Architecture

The primary interface to the DigiCert​​®​​ Software Trust Manager service. DigiCert-developed tools (*nix shared library, key storage provider (KSP), command line client) are built on this API, making it easy for customers to embed signing into their flows. You do not have to call the API directly, reducing the effort required to integrate code signing into the build process.

The DigiCert shared library (smpkcs11.so.dll) allows native platform tools to use the DigiCert​​®​​ Software Trust Manager service through a standard PKCS11 interface.

The tools call the PKCS11 interface. The PKCS11 interface invokes our shared library that facilitates communication to the DigiCert​​®​​ Software Trust Manager service.

DigiCert developed a key storage provider that allows native Windows tools to access private keys hosted in DigiCert​​®​​ Software Trust Manager through the Microsoft CryptoAPI interface.
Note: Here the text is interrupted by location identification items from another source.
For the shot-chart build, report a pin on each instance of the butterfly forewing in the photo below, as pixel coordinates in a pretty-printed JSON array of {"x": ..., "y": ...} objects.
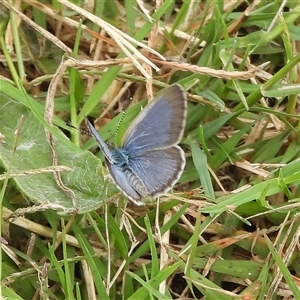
[
  {"x": 160, "y": 124},
  {"x": 149, "y": 161}
]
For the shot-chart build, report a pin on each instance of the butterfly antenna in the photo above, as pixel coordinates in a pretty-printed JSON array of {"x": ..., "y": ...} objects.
[{"x": 119, "y": 123}]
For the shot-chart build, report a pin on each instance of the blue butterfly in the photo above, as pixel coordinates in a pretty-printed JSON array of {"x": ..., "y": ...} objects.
[{"x": 149, "y": 161}]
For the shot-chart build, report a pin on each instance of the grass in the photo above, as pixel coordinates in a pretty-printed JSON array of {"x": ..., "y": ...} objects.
[{"x": 230, "y": 228}]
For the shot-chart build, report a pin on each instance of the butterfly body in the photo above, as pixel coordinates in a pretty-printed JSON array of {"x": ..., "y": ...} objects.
[{"x": 149, "y": 162}]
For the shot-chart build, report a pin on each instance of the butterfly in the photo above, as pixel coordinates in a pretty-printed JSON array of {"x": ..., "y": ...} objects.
[{"x": 149, "y": 161}]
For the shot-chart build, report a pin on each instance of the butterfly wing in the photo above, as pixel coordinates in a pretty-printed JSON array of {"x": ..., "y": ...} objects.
[
  {"x": 106, "y": 151},
  {"x": 128, "y": 183},
  {"x": 159, "y": 169},
  {"x": 160, "y": 124}
]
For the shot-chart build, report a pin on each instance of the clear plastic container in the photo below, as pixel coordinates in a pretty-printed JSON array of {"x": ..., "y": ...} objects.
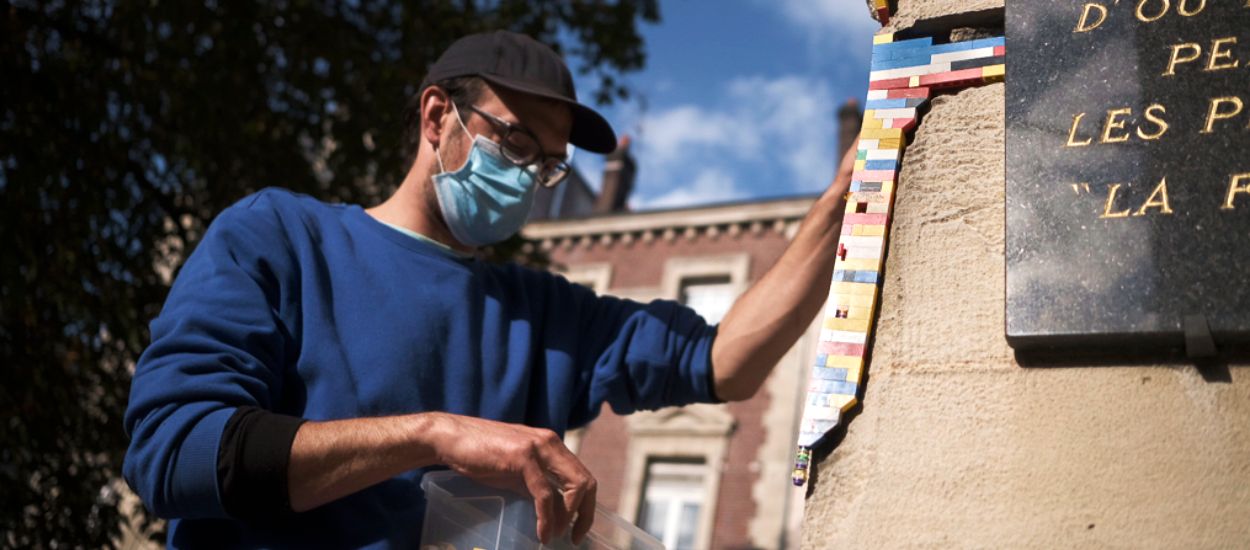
[{"x": 461, "y": 514}]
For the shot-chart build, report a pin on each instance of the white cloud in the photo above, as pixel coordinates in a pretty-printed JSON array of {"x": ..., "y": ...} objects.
[
  {"x": 710, "y": 185},
  {"x": 758, "y": 136}
]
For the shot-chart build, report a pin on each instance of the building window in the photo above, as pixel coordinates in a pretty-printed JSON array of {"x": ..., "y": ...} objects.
[
  {"x": 673, "y": 500},
  {"x": 710, "y": 296}
]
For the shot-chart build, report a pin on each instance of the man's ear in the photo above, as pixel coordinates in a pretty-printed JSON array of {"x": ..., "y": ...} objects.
[{"x": 435, "y": 105}]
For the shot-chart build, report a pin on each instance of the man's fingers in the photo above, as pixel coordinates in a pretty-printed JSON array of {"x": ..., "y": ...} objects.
[
  {"x": 585, "y": 513},
  {"x": 544, "y": 500},
  {"x": 578, "y": 485}
]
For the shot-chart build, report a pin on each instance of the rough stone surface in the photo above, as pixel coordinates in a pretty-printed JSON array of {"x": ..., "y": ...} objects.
[
  {"x": 909, "y": 11},
  {"x": 960, "y": 446}
]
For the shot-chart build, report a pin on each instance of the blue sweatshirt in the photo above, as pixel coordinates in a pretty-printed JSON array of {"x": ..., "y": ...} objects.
[{"x": 320, "y": 311}]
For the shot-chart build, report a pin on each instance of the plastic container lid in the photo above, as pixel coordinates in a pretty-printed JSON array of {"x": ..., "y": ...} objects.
[{"x": 461, "y": 514}]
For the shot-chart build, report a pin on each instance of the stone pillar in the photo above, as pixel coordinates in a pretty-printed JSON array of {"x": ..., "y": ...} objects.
[{"x": 958, "y": 443}]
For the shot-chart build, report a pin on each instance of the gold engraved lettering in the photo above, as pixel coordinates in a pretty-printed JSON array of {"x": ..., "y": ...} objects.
[
  {"x": 1176, "y": 59},
  {"x": 1071, "y": 135},
  {"x": 1144, "y": 18},
  {"x": 1158, "y": 199},
  {"x": 1234, "y": 189},
  {"x": 1110, "y": 201},
  {"x": 1115, "y": 123},
  {"x": 1156, "y": 120},
  {"x": 1214, "y": 113},
  {"x": 1181, "y": 10},
  {"x": 1084, "y": 25},
  {"x": 1216, "y": 54}
]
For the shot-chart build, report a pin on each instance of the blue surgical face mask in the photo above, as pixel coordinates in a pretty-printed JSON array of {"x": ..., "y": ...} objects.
[{"x": 488, "y": 199}]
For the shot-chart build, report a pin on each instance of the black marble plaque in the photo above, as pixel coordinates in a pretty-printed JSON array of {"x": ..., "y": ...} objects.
[{"x": 1128, "y": 165}]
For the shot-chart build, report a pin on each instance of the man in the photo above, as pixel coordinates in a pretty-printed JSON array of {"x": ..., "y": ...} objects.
[{"x": 313, "y": 360}]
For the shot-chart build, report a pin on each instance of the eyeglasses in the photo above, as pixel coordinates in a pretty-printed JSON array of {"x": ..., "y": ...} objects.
[{"x": 521, "y": 148}]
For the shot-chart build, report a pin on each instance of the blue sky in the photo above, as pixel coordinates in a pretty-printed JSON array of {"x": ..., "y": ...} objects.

SMCTL is a DigiCert developed command line interface (CLI) for key and certificate management activities. It is available on both Windows and Linux platforms.

Keytool and p11tool are native platform tools that can interact with the DigiCert​​®​​ Software Trust Manager service via PKCS11 interface for managing keys and certificates.

Native platform tools that can interact with the DigiCert​​®​​ Software Trust Manager service via PKCS11 or Key Storage Provider interfaces for signing.

Signing tools are available in a variety of formats from the following location: DigiCert​​®​​ Software Trust Manager > Resources > Client tool repository.